Piden una partida presupuestaria municipal para atender a los sin techo en Donostia

Las asociaciones SOS Racismo, Arrats y Red Ciudadana de Acogida han reclamado este martes al Ayuntamiento de Donostia que habilite un comedor social en la ciudad y que los presupuestos municipales incluyan una partida «específica» para atender a las personas sin hogar.

Naiz|03/12/2019
Sintecho
Las ONG han llamado a participar en la movilización del próximo sábado. (Juan Carlos RUIZ / FOKU)

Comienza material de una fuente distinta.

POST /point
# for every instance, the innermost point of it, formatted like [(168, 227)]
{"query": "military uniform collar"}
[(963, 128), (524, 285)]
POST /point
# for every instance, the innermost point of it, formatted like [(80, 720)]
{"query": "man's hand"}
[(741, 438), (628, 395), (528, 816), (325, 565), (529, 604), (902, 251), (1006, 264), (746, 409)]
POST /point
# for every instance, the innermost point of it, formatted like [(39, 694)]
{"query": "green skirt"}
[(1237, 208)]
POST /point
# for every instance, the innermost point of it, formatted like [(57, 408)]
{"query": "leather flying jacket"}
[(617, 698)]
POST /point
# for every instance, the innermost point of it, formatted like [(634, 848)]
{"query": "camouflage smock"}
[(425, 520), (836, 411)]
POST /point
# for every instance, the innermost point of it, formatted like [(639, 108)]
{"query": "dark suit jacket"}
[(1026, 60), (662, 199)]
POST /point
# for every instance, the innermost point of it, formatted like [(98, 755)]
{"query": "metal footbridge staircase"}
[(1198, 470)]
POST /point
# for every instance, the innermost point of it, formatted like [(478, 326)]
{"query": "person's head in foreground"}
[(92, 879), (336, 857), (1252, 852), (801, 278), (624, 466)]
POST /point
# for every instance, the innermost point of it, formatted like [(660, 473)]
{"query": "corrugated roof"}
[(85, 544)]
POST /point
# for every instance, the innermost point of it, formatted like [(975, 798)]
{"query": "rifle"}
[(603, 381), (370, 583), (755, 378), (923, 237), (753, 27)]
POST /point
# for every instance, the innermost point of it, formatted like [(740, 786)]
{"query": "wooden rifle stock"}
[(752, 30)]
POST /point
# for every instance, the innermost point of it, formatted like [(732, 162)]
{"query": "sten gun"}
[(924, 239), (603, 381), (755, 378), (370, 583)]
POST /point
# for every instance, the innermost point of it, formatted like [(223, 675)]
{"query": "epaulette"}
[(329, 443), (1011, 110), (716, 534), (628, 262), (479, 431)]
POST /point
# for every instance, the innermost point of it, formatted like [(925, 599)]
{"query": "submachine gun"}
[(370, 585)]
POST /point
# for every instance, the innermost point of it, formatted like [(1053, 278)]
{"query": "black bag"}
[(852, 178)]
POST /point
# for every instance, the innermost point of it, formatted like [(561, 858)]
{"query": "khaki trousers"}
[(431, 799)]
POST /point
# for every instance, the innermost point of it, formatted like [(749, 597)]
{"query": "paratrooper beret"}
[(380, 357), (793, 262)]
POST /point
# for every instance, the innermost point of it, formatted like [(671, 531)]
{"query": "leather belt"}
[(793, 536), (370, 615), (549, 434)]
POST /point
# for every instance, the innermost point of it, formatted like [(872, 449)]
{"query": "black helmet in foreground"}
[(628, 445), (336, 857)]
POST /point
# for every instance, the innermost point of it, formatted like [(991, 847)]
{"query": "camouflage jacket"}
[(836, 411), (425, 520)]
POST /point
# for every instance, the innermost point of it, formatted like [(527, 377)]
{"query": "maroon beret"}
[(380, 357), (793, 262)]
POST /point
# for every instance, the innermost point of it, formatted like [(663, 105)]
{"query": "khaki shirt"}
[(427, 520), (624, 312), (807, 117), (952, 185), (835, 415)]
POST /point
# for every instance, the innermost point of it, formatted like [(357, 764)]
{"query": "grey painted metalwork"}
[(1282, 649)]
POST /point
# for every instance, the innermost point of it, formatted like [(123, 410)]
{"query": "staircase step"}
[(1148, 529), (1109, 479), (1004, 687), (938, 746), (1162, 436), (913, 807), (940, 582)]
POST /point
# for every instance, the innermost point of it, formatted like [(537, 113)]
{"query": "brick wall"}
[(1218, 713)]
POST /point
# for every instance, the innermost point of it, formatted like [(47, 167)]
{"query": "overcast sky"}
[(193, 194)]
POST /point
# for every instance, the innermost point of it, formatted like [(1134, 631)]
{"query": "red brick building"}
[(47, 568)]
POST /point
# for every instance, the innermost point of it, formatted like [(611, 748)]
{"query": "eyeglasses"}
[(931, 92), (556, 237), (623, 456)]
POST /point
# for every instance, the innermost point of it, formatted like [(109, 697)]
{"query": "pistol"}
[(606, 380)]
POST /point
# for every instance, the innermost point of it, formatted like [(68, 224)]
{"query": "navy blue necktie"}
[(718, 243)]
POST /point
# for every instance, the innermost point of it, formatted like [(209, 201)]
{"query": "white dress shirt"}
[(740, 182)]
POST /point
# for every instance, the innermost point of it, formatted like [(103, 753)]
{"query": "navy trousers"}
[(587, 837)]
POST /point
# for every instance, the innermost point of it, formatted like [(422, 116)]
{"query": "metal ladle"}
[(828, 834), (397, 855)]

Los representantes de SOS Racismo, Pello Ayerbe; de Arrats, José María Larrañaga; y de la red Ciudadana de Acogida, Itxaso Agirre; han formulado estas peticiones en una rueda de prensa en la que han hecho un llamamiento a participar en la concentración convocada para el sábado ante la Diputación de Gipuzkoa con motivo del Día Internacional del Sinhogarismo.

A este acto, que tendrá lugar a las 19.00, seguirá una acampada durante toda la noche con la que los convocantes se suman a una iniciativa internacional que se levará a cabo en otras ciudades del mundo.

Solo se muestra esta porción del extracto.